The WMMSM houses four exhibits. There are 2 permanent galleries, one is an exhibit chronologically laying out much of Haldimand's and Canada's history with rural education and the second is dedicated to the museum's namesake, Wilson MacDonald. There is one rotating exhibit, changing roughly 3-4 times a year to keep the museum's contents fresh and in cooperation with Haldimand County's fellow museums, Haldimand County Heritage Centre and Edinburgh Square Heritage and Cultural Centre. The final exhibit is the preserved one-room school house, filled with artifacts from the time and area it was in use.

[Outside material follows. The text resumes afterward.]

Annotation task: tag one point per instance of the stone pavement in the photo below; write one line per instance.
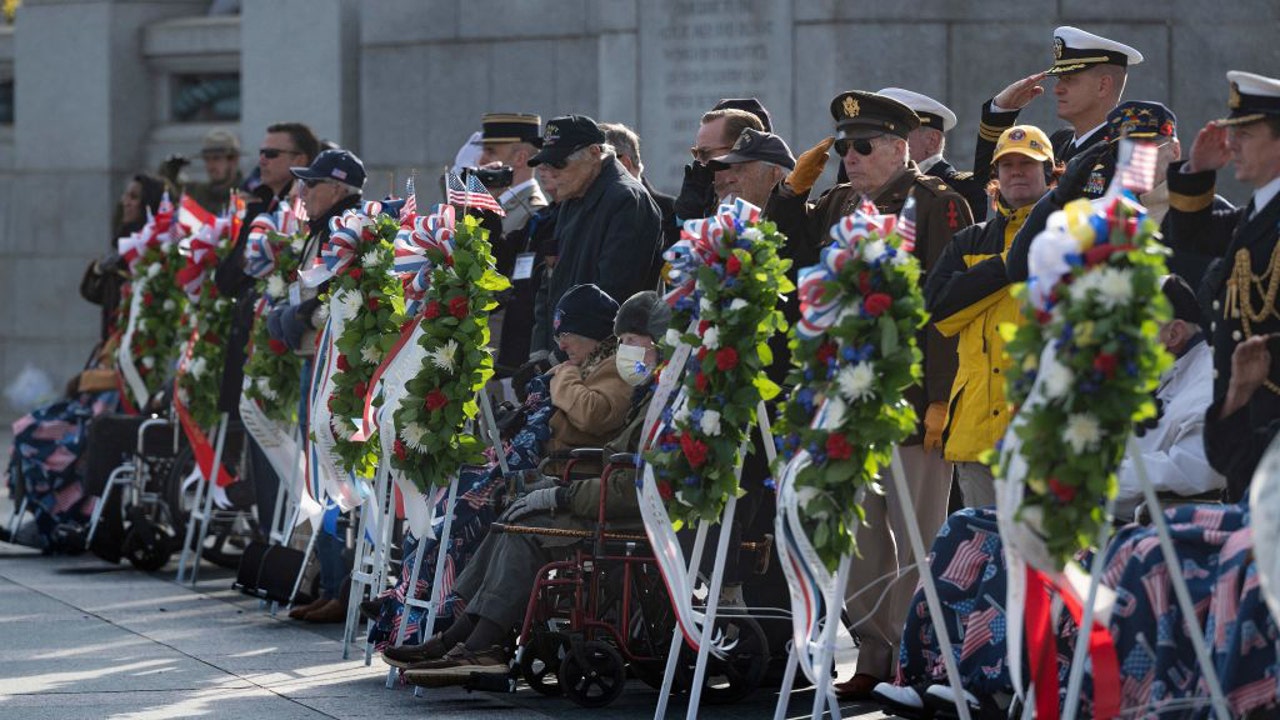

WMMSM runs a multitude of events for the local community including informational sessions, a car show, and a variety of workshops and summer camps.

==History==
The schoolhouse was built in 1872, replacing the previous school house that had stood in the same property. It remained in use as a one-room school house until 1965 when it was shut down.

In 1967, through the efforts of Earl and Elsie Sider of Cheapside, Ontario, the schoolhouse was established as a museum. Much of the original articles that had once existed in the school house had been auctioned off however, many articles from the surrounding areas have since been donated back.

In the 1990s, an addition was built onto the east side of the building to include the current galleries, offices and other amenities.